I have two arrays: A
with N_A
random integers and B
with N_B
random integers between 0
and (N_A - 1)
. I use the numbers in B
as indices into A
in the following loop:
for(i = 0; i < N_B; i++) {
sum += A[B[i]];
}
Experimenting on an Intel i7-3770, N_A
= 256 million, N_B
= 64 million, this loop takes only .62 seconds, which corresponds to a memory access latency of about 9 nanoseconds.
As this latency is too small, I was wondering if the hardware prefetcher is playing a role. Can someone offer an explanation?
The CPU charges ahead in the instruction stream and will juggle multiple outstanding loads at once. The stream looks like this:
load b[0]
load a[b[0]]
add
loop code
load b[1]
load a[b[1]]
add
loop code
load b[1]
load a[b[1]]
add
loop code
...
The iterations are only serialized by the loop code, which runs quickly. All loads can run concurrently. Concurrency is just limited by how many loads the CPU can handle.

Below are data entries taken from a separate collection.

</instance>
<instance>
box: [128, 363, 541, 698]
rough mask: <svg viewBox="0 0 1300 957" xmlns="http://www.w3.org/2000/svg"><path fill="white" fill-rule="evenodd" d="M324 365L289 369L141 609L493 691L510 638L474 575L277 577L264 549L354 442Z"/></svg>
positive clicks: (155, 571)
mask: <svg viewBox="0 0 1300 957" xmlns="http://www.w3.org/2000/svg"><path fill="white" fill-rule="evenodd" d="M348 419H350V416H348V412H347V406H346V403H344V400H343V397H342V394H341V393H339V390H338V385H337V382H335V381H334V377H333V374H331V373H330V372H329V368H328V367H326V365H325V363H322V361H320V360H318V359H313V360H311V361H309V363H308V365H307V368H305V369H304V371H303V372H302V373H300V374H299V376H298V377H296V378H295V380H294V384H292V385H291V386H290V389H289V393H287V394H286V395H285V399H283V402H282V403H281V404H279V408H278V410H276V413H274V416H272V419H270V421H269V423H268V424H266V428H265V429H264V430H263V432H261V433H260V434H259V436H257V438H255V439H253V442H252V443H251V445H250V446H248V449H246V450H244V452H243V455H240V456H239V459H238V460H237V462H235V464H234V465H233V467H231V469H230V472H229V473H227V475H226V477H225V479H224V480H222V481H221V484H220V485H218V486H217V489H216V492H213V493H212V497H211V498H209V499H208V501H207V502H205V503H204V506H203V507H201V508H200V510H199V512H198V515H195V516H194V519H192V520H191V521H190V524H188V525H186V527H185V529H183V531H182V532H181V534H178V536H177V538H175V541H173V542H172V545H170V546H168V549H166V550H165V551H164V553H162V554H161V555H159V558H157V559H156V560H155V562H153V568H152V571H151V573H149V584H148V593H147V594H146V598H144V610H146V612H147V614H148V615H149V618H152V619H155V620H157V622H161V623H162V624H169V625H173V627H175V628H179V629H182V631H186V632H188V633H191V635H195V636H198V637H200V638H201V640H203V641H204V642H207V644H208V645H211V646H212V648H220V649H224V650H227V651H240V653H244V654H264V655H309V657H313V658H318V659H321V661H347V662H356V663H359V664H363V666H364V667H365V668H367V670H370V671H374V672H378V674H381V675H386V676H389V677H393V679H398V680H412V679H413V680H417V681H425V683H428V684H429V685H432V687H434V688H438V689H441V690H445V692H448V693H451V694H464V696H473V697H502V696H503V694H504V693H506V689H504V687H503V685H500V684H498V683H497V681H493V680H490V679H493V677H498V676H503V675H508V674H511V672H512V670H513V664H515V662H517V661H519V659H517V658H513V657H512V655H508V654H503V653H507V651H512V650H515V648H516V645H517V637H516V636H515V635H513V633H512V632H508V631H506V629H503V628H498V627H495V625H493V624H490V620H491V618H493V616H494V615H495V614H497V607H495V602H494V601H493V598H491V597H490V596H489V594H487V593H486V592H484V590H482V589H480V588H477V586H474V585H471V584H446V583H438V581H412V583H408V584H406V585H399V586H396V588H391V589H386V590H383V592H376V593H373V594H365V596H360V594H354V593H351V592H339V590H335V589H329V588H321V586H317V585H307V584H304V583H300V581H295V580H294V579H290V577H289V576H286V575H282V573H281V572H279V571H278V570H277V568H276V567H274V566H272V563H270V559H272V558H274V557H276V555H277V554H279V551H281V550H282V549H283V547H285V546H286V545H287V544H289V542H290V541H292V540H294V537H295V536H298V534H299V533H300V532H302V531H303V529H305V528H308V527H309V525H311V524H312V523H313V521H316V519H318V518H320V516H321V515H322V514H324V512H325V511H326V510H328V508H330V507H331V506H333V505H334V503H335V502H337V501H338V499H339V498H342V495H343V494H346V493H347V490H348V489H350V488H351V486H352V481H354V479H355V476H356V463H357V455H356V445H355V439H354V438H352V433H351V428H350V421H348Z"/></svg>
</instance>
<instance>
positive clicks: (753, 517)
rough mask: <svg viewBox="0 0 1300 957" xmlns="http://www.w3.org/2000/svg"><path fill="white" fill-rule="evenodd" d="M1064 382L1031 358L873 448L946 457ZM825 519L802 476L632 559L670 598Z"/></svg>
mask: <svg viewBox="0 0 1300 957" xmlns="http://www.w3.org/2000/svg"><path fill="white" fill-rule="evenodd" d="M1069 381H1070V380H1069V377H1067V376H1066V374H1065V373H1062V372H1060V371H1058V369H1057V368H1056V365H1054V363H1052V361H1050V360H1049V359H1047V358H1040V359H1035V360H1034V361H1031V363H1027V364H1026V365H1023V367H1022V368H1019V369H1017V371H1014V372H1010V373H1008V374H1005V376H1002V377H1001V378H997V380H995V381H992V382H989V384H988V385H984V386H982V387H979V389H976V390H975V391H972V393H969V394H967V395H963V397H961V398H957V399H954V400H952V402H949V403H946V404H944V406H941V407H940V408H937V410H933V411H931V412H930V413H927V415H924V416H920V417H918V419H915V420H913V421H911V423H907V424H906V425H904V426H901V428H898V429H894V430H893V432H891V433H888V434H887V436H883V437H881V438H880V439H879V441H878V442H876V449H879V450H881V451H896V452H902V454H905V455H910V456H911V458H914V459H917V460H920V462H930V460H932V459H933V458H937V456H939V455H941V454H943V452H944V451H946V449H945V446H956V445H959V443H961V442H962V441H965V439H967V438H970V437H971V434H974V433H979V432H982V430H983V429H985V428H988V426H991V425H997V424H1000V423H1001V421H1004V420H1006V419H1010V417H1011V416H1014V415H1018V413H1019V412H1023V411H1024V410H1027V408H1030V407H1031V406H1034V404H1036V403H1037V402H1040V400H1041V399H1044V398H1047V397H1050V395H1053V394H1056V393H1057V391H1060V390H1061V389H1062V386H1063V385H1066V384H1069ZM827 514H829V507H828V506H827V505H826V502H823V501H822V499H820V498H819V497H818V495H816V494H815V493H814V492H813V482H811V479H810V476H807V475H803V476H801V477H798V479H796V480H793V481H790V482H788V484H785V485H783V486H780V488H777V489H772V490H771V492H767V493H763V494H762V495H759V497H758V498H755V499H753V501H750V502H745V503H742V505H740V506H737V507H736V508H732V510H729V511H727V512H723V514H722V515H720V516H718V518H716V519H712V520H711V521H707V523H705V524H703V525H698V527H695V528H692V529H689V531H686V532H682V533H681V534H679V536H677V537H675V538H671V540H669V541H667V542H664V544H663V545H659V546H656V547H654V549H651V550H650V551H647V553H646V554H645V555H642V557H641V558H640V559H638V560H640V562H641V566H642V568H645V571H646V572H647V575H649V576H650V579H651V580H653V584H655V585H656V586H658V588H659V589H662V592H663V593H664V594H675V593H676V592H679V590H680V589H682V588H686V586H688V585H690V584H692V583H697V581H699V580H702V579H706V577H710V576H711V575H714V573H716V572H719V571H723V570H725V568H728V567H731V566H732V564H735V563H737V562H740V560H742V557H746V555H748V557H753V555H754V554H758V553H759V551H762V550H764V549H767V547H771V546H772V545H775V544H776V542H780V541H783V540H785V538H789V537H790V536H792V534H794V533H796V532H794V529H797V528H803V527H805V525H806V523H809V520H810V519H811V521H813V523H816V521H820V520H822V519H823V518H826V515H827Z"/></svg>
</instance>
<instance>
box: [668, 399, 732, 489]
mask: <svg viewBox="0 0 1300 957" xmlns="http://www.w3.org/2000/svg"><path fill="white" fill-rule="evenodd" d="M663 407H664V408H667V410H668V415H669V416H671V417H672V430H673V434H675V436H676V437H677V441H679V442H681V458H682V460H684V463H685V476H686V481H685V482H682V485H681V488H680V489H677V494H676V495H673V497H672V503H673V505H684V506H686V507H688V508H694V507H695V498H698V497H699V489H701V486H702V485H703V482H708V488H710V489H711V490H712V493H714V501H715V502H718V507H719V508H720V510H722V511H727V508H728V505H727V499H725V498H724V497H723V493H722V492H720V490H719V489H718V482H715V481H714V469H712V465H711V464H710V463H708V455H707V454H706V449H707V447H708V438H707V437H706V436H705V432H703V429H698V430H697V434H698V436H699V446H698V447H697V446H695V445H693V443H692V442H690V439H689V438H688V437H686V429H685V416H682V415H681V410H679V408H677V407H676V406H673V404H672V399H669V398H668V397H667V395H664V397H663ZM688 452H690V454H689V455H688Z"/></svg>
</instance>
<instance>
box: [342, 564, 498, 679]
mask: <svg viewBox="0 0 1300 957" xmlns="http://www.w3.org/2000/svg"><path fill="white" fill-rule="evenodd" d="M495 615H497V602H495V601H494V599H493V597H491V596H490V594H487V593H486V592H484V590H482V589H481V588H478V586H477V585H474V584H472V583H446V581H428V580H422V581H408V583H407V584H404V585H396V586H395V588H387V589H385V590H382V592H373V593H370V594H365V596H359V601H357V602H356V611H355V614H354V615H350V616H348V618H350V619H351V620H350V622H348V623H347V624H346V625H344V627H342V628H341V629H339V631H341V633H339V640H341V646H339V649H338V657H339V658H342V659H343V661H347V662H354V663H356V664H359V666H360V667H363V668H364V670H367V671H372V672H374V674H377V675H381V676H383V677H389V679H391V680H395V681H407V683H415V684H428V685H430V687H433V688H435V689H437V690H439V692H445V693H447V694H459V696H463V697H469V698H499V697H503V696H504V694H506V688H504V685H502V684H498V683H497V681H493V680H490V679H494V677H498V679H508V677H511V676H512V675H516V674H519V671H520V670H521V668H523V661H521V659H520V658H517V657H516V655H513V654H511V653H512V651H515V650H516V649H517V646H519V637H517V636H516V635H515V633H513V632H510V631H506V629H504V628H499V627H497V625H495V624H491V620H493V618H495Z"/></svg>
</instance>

I suspect you wanted to benchmark random, unpredictable, serialized memory loads. This is actually pretty hard on a modern CPU. Try to introduce an unbreakable dependency chain:
int lastLoad = 0;
for(i = 0; i < N_B; i++) {
var load = A[B[i] + (lastLoad & 1)]; //be sure to make A one element bigger
sum += load;
lastLoad = load;
}
This requires the last load to be executed until the address of the next load can be computed.